Later in the day, missiles launched by Israeli aircraft killed two more Hamas men, the group said.

Israel frequently sends forces a short distance into Gaza, where they look for tunnels that might be used for infiltrations or attacks. Armored bulldozers are also used in border areas to flatten land used by militants to launch their short-range homemade rockets.

A spokesman for Fatah joined Ismail Haniyeh, the deposed Palestinian prime minister who now heads the Hamas regime in Gaza, in condemning the Israeli operation and urging Palestinians to fight back.
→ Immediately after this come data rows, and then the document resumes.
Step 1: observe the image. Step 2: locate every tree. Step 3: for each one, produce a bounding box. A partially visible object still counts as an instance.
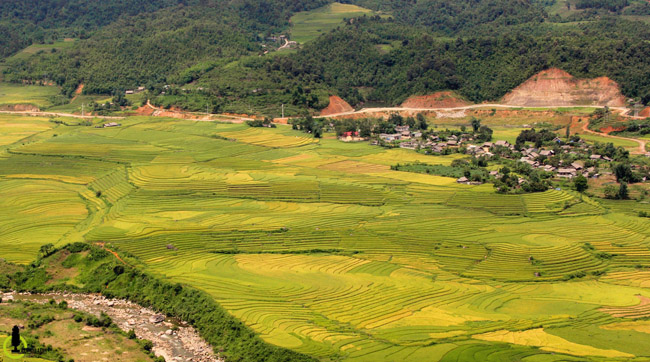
[616,182,629,200]
[573,175,589,192]
[603,185,618,199]
[471,117,481,132]
[415,113,429,131]
[11,326,20,352]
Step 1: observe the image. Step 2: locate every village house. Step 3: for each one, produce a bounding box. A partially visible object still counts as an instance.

"We assert that our people have the full right to defend themselves and to confront these aggressions," Haniyeh said, and Fatah official Hazem Abu Shanab echoed his thoughts.

But the two rivals squabbled on another front Thursday, when about 400 Fatah civil servants were prevented from entering their Gaza offices in an argument over the official weekend.

The Hamas-dictated work week in Gaza runs from Saturday to Wednesday, with Thursday and Friday assigned as the weekend. Salam Fayyad, the new Palestinian prime minister, recently announced the Palestinian work week would run from Sunday through Thursday.

Hamas forces on Thursday barred people from entering government offices, saying they were closed because it was the official weekend. Most Palestinian civil servants are loyal to Fatah.

On Wednesday, Gaza government employees loyal to Fatah collected their first full salaries in 15 months, but civil servants who sided with the bloody Hamas takeover of Gaza were not paid.